With the new year just three months away, 2025 is shaping up to be the strongest year for the bullion market since 1979, according to a new report.
There is a 75% chance that gold will breach US$4,000 per ounce in the fourth quarter of 2025 or by early next year, State Street Investment Management ( IM ) says in its latest Monthly Gold Monitor.
And while November and December are historically weak months for the precious metal, a likely 7-8% decline would prompt investors to buy the dip.
One key factor is the US dollar downtrend. “With the greenback posting its steepest annual decline since the 1970s, gold is benefitting from denomination effects,” the report says. “The resumption of the Fed cutting cycle amid a lingering domestic inflation and fiscal impulse may also prompt further bull steepening of the US treasury curve”, which can support gold prices and weigh on the US dollar.
Meanwhile, global flows into gold exchange-traded funds ( ETFs ) have been the strongest since 2020, and physical holdings are still below the peak reached during the pandemic, suggesting scope for further buying.

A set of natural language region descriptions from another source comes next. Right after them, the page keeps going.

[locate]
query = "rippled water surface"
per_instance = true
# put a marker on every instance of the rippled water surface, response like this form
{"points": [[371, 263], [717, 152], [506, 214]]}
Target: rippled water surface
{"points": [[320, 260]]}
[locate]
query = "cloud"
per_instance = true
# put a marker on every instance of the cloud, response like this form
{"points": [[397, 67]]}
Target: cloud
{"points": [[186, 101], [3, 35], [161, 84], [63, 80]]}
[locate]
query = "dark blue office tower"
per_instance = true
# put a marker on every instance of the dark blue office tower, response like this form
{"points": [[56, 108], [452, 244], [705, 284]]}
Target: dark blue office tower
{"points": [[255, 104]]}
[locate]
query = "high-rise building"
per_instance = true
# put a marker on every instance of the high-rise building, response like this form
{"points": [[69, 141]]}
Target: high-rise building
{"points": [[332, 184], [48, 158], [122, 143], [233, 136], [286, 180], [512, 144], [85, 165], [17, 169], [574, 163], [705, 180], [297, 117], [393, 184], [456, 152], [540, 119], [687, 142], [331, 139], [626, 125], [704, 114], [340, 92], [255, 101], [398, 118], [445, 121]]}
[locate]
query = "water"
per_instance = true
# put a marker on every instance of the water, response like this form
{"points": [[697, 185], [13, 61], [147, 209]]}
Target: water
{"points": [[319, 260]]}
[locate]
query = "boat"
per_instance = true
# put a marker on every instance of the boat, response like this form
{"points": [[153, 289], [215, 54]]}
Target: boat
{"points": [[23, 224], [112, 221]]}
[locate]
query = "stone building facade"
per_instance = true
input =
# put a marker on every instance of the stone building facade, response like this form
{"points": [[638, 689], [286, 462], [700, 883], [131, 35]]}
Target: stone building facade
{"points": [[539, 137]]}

State Street IM also notes that the risk of inflation is re-emerging in the United States amid the current administration’s tariff policy – a concern the Federal Reserve has echoed.
“Although a soft landing remains a plausible baseline, persistent labour market weakness raises the risk of a recession or stagflation, supporting gold allocations,” the report says.
The bullion rally is also supported by central banks accumulating the precious metal, strong retail demand from China, and investors hedging against market volatility and geopolitical risks.